BRITAIN can only escape Donald Trump’s trade tariffs if Labour ditches its plan to cosy up to the EU, Keir Starmer has been warned.
The PM will meet with German leader Olaf Scholz in the UK on Sunday for talks about closer trade ties with the country as Britain marks the fifth anniversary of Brexit.
And on Monday he will go to Brussels to hold talks with the EU on a defence pact – where he will set out the case for greater integration.
But it comes just days after the new US President warned he will “absolutely” slap tariffs on EU goods.
Speaking in the Oval Office on Friday, Mr Trump said: “The European Union has treated us so terribly.”
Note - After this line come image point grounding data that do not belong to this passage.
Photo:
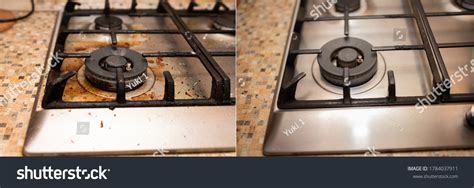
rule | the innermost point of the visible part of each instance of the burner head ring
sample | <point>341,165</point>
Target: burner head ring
<point>102,64</point>
<point>352,5</point>
<point>108,23</point>
<point>466,4</point>
<point>353,53</point>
Mr Trump has already announced 25 per cent tariffs on Canada and Mexico and 10 per cent levies on imports from China.
Andrew Griffith, Tory Shadow Business Secretary, warned Sir Keir not to jeopardise a US trade deal by cosying up to Brussels.
He told the Sun on Sunday: “Keir Starmer must not sell us short by throwing Britain under the bus with his Brussels chums next week.
“It’s time to show some backbone, get off the fence and secure a deal that keeps tariffs off the table.”
Nigel Farage said: “If you get too close to the EU on trade we won’t do a deal with America. The ball is in the PM’s court.”
Nile Gardiner, director of the Margaret Thatcher Centre for Freedom at The Heritage Foundation in the US, said: “Brexit should allow the UK to avoid US tariffs that would hit the EU hard.
“Starmer would be extremely foolish to align himself with sinking Brussels instead of Washington, the world’s superpower.
“Keir Starmer must not betray the British people by surrendering to the EU. This would be an act of monumental folly.”
Keir Starmer is hoping to visit Donald Trump in America at the end of the month where he will make the case for Britain to escape trade tariffs.
He is expected to say that Britain and America’s special relationship means we should not be clobbered by the levies.
There are fears that shop prices could soar if the world is plunged into a tit for tat trade war.
Mark Carney, frontrunner to be Canada’s next PM and the former governor of the Bank of England, suggested the G7 should club together to stand up to Mr Trump.
He said: “Canada shares many values with the United Kingdom, with the European Union, a number of countries in Asia, with the G7 with the exception of the United States as it’s currently acting.
“And that creates opportunity and looking at commercial relationships in any of those countries, Canada included, we have to look at the world as it is now, not as it used to be or as we would have wanted it to be so.”